Une mauvaise racine abîme la foi et la confiance en Dieu

Il est écrit : « Le fils d’une femme israélite sortit parmi les benei Israël, c’était le fils d’un Egyptien, et une querelle s’éleva dans le camp (...), le fils de la femme israélite blasphéma et maudit le Nom de Dieu (...), et le nom de sa mère était Chlomit bat Divri de la tribu de Dan » (Lévitique 24 10-11). Les Sages se sont demandé d’où il était « sorti ». Rabbi Lévi a répondu : il est sorti de son monde, et Rabbi Berakhiah : « Il est sorti du passage qui précède, qu’il a voulu ridiculiser en disant : « On les placera le jour du Chabath » (Lévitique 24, 8) –les rois ont-ils l’habitude de manger du pain frais tous les jours, ou du pain vieux de neuf jours ? » (Vayikra Rabah 32, 3, Rachi Ibid.).

Nous allons examiner successivement plusieurs points qui demandent à être expliqués.

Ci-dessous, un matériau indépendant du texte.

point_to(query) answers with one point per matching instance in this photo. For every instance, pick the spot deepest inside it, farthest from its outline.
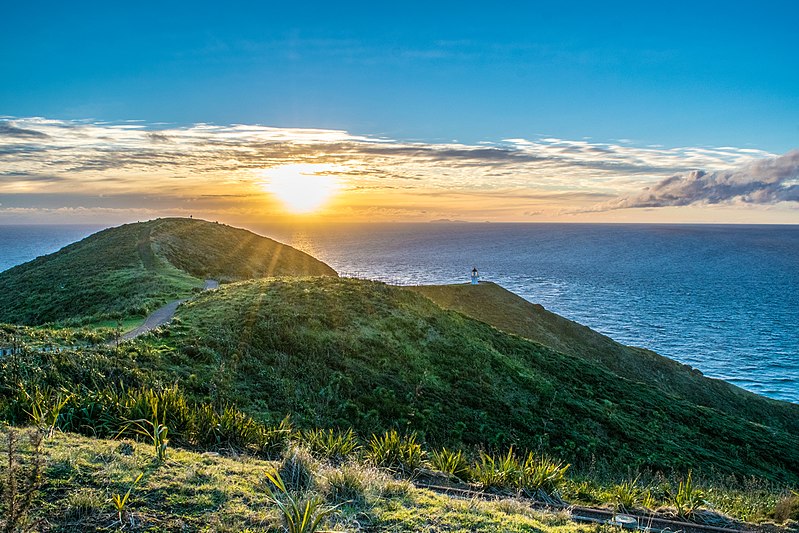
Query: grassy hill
(217, 494)
(351, 353)
(132, 269)
(509, 312)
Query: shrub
(497, 472)
(452, 463)
(330, 444)
(297, 469)
(401, 454)
(688, 499)
(541, 474)
(627, 495)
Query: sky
(413, 111)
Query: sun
(302, 187)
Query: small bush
(297, 469)
(84, 504)
(541, 474)
(400, 454)
(452, 463)
(274, 441)
(497, 472)
(627, 495)
(688, 499)
(346, 486)
(330, 444)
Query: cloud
(8, 129)
(101, 164)
(766, 181)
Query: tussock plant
(330, 444)
(541, 474)
(154, 431)
(627, 495)
(120, 501)
(396, 453)
(273, 441)
(346, 485)
(297, 469)
(20, 481)
(497, 472)
(787, 508)
(453, 463)
(45, 406)
(538, 477)
(688, 499)
(298, 516)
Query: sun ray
(302, 187)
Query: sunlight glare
(302, 187)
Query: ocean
(723, 299)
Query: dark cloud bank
(767, 181)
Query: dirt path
(164, 314)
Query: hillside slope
(134, 268)
(336, 352)
(509, 312)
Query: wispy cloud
(766, 181)
(219, 169)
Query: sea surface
(723, 299)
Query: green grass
(504, 310)
(350, 353)
(131, 270)
(210, 493)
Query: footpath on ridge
(164, 314)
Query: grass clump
(397, 453)
(452, 463)
(787, 508)
(330, 444)
(20, 480)
(298, 469)
(346, 485)
(298, 516)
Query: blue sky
(670, 73)
(524, 111)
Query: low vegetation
(131, 270)
(318, 403)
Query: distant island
(363, 398)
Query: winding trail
(164, 314)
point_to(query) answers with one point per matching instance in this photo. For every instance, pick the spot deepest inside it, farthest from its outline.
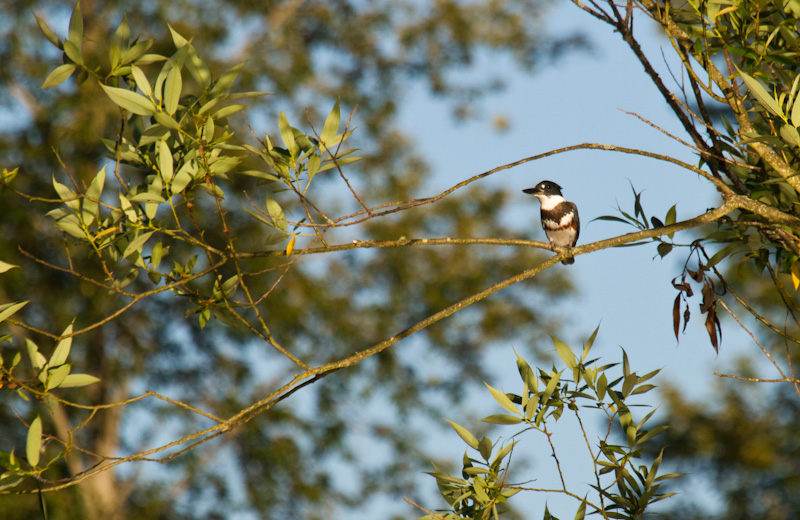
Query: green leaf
(141, 81)
(76, 26)
(156, 254)
(76, 380)
(59, 75)
(527, 375)
(8, 309)
(502, 419)
(276, 214)
(122, 37)
(57, 376)
(90, 203)
(34, 442)
(166, 121)
(136, 244)
(227, 111)
(130, 101)
(62, 349)
(485, 448)
(790, 135)
(165, 165)
(37, 359)
(589, 344)
(259, 174)
(722, 253)
(69, 197)
(288, 136)
(565, 353)
(502, 399)
(551, 387)
(225, 82)
(73, 52)
(761, 94)
(581, 513)
(331, 126)
(137, 54)
(671, 218)
(664, 249)
(464, 434)
(172, 90)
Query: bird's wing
(577, 221)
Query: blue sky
(574, 100)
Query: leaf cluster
(624, 488)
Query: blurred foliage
(283, 464)
(738, 101)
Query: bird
(559, 217)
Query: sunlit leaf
(130, 101)
(761, 94)
(33, 445)
(59, 75)
(464, 434)
(502, 399)
(8, 309)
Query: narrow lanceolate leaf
(172, 90)
(288, 136)
(36, 357)
(502, 418)
(589, 344)
(8, 309)
(76, 380)
(76, 26)
(464, 434)
(130, 101)
(61, 353)
(57, 376)
(137, 244)
(91, 202)
(331, 125)
(34, 442)
(502, 399)
(141, 81)
(761, 94)
(565, 353)
(165, 161)
(122, 37)
(225, 82)
(59, 75)
(276, 213)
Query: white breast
(550, 201)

Que veut dire Rabbi Lévi par « Il est sorti de son monde » ? Et pourquoi d’après Rabbi Berakhiah s’est-il moqué du pain de proposition plutôt que des autres détails du Sanctuaire, par exemple les sacrifices, l’allumage de la menorah comme si le Roi avait besoin de sa lumière (Chabath 22b) ou toute autre chose ? De plus, pourquoi le nom cité est-il celui de sa mère plutôt que le sien, au point qu’il faille dire trois fois : le fils de la femme israélite, et ensuite seulement donner le nom de sa mère (voir à ce propos ce qu’écrit le Keli Yakar sur ce verset) ?

Essayons d’expliquer tout cela au mieux. Quand nous examinons la Création, nous voyons que le Chabath en est l’essentiel et le but, c’est à partir de lui que les six jours reçoivent leur bénédiction (Zohar II, 63b), et sa sainteté est supérieure à tout. En effet, avant la création du monde Dieu avait pour ainsi dire le repos, Son plaisir était dans la Torah (Béréchith Rabah 1, 1), et tout se passait comme « un jour de repos ». Par conséquent une fois qu’Il a fini les six jours de la Création et s’est reposé de tout Son travail (Genèse 2, 2), Il a sanctifié le septième jour pour qu’il ait une sainteté supérieure semblable à celle qui régnait avant la Création. C’est pourquoi tout homme doit aspirer à ressentir cette sainteté extrême tous les jours de la semaine, auquel cas la sainteté du Chabath régnera en lui tout particulièrement (Zohar I, 5b).

Or le pain de proposition fait allusion à la foi et à la confiance en Dieu dans le domaine de la nourriture et de la subsistance. Il nous enseigne que l’homme ne doit pas s’inquiéter de ce qu’il va manger s’il cesse de travailler le septième jour, même s’il n’a pas de ressources, car le pain de proposition montre que quand Dieu le veut, il reste frais jusqu’au jour où on l’enlève (Yoma 21a, Zohar II, 155a), contrairement aux lois de la nature. Cette constatation renforce la confiance en Dieu ainsi que la foi dans la création du monde et son but, qui est le saint Chabath. Ces deux notions, croire en Dieu et Lui faire confiance, sont inséparables, car elles sont le but de la création.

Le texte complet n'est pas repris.